Just pause for a moment and take in that last figure. There have been more than 54,000 excess deaths.

This country has suffered one of the highest death tolls in the world, although we are likely to be overtaken by Russia and Brazil as time goes on.

We were too late locking down and we were too late getting adequate personal protective equipment for front line medical staff. The sole objective of the government was to ensure the NHS was not overrun and as a result, elderly and vulnerable people were discharged from hospitals without being tested, seeding the virus into the care home sector causing absolute carnage.

We were told to ‘stay home’. That was the way we were going to ‘flatten the curve’. And people listened to that clear instruction and we did as we were told.

For me, personally, lockdown has been manageable. I can work from home so I’ve had something to keep me busy and I’ve been able to get food delivered. I have a small garden I can sit out in.

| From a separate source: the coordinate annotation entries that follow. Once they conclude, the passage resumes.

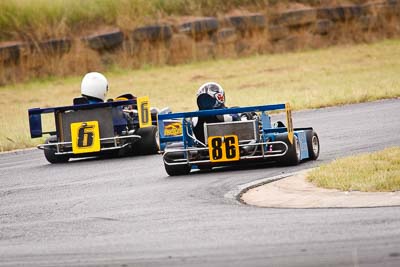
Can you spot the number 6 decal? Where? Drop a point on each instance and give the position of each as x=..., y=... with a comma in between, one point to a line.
x=144, y=111
x=223, y=148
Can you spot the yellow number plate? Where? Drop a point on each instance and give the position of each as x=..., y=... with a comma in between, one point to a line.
x=85, y=137
x=172, y=128
x=144, y=111
x=223, y=148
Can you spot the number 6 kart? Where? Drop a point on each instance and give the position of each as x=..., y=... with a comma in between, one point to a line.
x=125, y=126
x=249, y=140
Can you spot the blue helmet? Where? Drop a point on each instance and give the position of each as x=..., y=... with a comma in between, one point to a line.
x=210, y=96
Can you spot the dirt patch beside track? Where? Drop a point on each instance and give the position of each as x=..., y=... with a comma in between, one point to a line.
x=296, y=192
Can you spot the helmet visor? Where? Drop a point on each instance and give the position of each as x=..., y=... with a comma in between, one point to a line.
x=205, y=101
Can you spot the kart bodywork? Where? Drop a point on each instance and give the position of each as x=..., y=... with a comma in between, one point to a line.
x=116, y=128
x=254, y=139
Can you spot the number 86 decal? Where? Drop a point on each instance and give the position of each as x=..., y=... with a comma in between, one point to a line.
x=223, y=148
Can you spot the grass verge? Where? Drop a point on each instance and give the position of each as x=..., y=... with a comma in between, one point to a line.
x=310, y=79
x=374, y=172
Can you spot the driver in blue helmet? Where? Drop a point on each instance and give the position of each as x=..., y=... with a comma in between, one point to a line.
x=210, y=95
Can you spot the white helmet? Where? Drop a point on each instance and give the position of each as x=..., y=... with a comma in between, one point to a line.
x=94, y=85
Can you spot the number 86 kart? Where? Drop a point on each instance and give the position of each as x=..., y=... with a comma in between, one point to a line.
x=253, y=139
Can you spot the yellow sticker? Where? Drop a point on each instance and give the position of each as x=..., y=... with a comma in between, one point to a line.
x=172, y=128
x=85, y=137
x=289, y=122
x=223, y=148
x=144, y=111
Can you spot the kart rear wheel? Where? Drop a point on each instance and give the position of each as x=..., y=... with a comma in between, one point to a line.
x=174, y=170
x=293, y=155
x=50, y=152
x=148, y=144
x=312, y=144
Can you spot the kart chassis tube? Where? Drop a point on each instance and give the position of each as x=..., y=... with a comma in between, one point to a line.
x=268, y=154
x=115, y=139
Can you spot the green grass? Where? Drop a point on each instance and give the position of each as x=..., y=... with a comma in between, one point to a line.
x=311, y=79
x=375, y=172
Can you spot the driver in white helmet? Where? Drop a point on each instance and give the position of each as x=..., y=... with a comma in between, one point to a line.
x=210, y=95
x=94, y=87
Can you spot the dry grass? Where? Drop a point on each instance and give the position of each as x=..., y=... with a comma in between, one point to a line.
x=33, y=19
x=375, y=172
x=312, y=79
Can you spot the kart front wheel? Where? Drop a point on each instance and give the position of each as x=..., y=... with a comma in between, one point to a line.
x=293, y=155
x=312, y=144
x=148, y=144
x=50, y=152
x=174, y=170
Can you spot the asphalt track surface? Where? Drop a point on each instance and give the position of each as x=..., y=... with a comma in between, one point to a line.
x=128, y=212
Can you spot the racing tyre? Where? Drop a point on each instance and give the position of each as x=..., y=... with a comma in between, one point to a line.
x=312, y=144
x=174, y=170
x=292, y=156
x=50, y=152
x=148, y=144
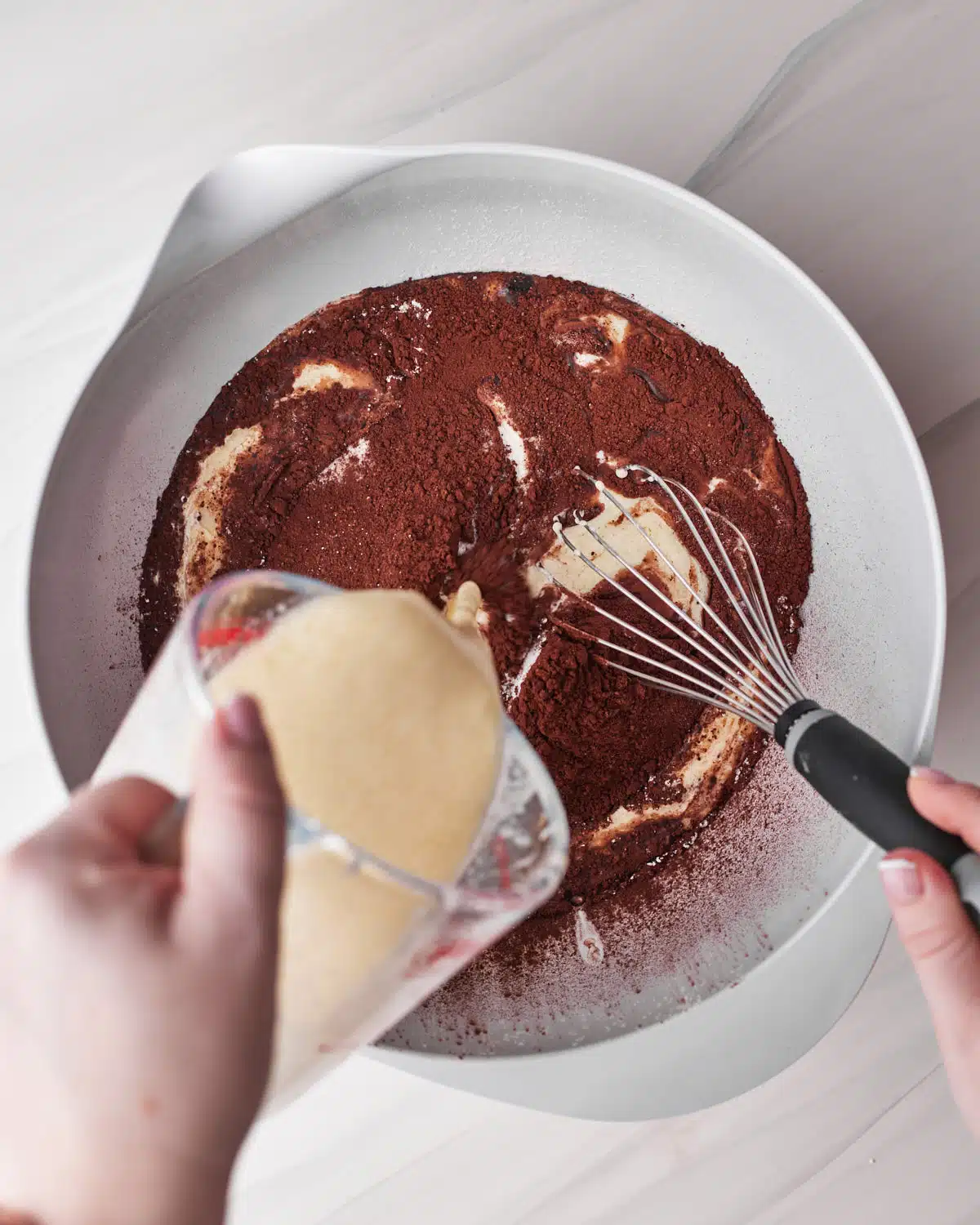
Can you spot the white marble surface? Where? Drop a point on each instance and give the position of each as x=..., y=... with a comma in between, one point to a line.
x=845, y=134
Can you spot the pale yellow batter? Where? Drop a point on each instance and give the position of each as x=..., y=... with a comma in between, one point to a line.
x=385, y=720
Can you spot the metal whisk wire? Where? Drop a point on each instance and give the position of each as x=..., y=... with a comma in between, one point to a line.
x=749, y=674
x=756, y=680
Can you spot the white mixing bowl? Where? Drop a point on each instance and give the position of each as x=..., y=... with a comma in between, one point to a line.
x=278, y=232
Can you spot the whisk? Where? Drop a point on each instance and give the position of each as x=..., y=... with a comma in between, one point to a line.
x=739, y=663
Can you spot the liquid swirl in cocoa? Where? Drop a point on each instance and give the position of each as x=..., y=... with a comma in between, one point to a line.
x=428, y=433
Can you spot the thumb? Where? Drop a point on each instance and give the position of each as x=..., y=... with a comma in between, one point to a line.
x=941, y=940
x=235, y=832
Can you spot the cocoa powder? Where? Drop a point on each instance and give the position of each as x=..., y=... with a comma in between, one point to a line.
x=435, y=497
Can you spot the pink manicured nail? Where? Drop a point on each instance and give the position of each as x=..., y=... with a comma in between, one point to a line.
x=902, y=880
x=242, y=722
x=930, y=776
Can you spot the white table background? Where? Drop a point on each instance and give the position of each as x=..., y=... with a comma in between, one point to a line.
x=848, y=135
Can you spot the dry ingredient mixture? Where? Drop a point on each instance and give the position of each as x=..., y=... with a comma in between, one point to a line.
x=426, y=433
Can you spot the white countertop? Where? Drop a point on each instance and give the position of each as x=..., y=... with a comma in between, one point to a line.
x=848, y=136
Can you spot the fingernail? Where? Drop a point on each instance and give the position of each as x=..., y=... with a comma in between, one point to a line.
x=902, y=880
x=242, y=723
x=930, y=776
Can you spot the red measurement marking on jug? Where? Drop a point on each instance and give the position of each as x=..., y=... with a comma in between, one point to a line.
x=225, y=636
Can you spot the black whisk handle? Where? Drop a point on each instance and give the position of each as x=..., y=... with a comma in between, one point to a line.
x=867, y=784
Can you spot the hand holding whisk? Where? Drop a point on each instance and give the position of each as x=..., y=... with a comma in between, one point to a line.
x=739, y=663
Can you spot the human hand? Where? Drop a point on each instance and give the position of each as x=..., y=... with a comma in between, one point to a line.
x=938, y=936
x=137, y=1000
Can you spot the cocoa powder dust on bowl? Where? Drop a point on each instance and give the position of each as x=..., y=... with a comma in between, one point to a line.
x=428, y=433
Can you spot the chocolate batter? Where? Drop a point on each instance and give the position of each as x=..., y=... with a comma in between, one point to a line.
x=428, y=433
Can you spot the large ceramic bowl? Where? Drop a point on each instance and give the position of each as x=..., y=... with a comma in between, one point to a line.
x=276, y=233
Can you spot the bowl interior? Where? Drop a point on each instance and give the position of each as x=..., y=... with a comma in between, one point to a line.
x=874, y=622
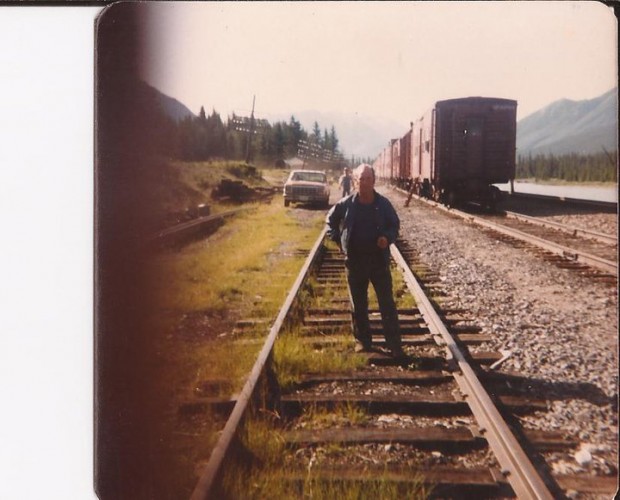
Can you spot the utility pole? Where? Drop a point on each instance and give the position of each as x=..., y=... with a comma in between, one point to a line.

I’ve taken my state-sanctioned exercise and I’m not on my own in lockdown so I’m not lonely.

The worst that we have suffered is not being able to see our family and we’ve missed a couple of birthday celebrations.

But for others, lockdown has been a traumatic ordeal. The have had to say goodbye to dying loved ones over Zoom. Some have not been able to go to their child’s funeral. Single parents have had to try to entertain children in a small flat and families have been torn apart.

But we did what we were told because it was the right thing to do. We were saving lives.

And then we find out that Dominic Cummings, the man right at the heart of government, has ignored the very advice he was the architect of, bundling his cornonavirus-positive wife and small son into a car and driving almost 270 miles from his London home to the home of his parents in Durham.

Such hypocrisy, such contempt for us, the ‘little people’. It’s one law for the elite and one law for the rest of us. It comes across very much a case of ‘do as I say, not as I do’ and a massive slap in the face for every one of us who has not only obeyed the letter of the lockdown laws but the spirit of them as well because it was the right thing to do to stop this killer virus spreading.

So was Mr Cummings sacked for this flagrant breech of government regulations, put in place to save lives? Far from it (at the time of writing).

Not only was he not sacked, he was publicly backed by the Prime Minister and that support effectively trashed the government’s public health policy over coronavirus. Now, it appears, if you believe you are doing the right thing, you can just go ahead and do it irrespective of what the law says.

And worse, Johnson’s statement that Cummings only did what any loving father would do was a slap in the face for every mother, father, son and daughter who elected to follow the rules rather that jumping in their car and driving hundreds of miles. In effect, Boris Johnson has just told you Cummings cares more about his family that you do for yours.

Cummings should have been sacked on the spot and there is something seriously wrong with this country when a Prime Minister elects to save a special adviser over the health and wellbeing of a country.

I would really like to know what our Conservative MPs are thinking at the moment.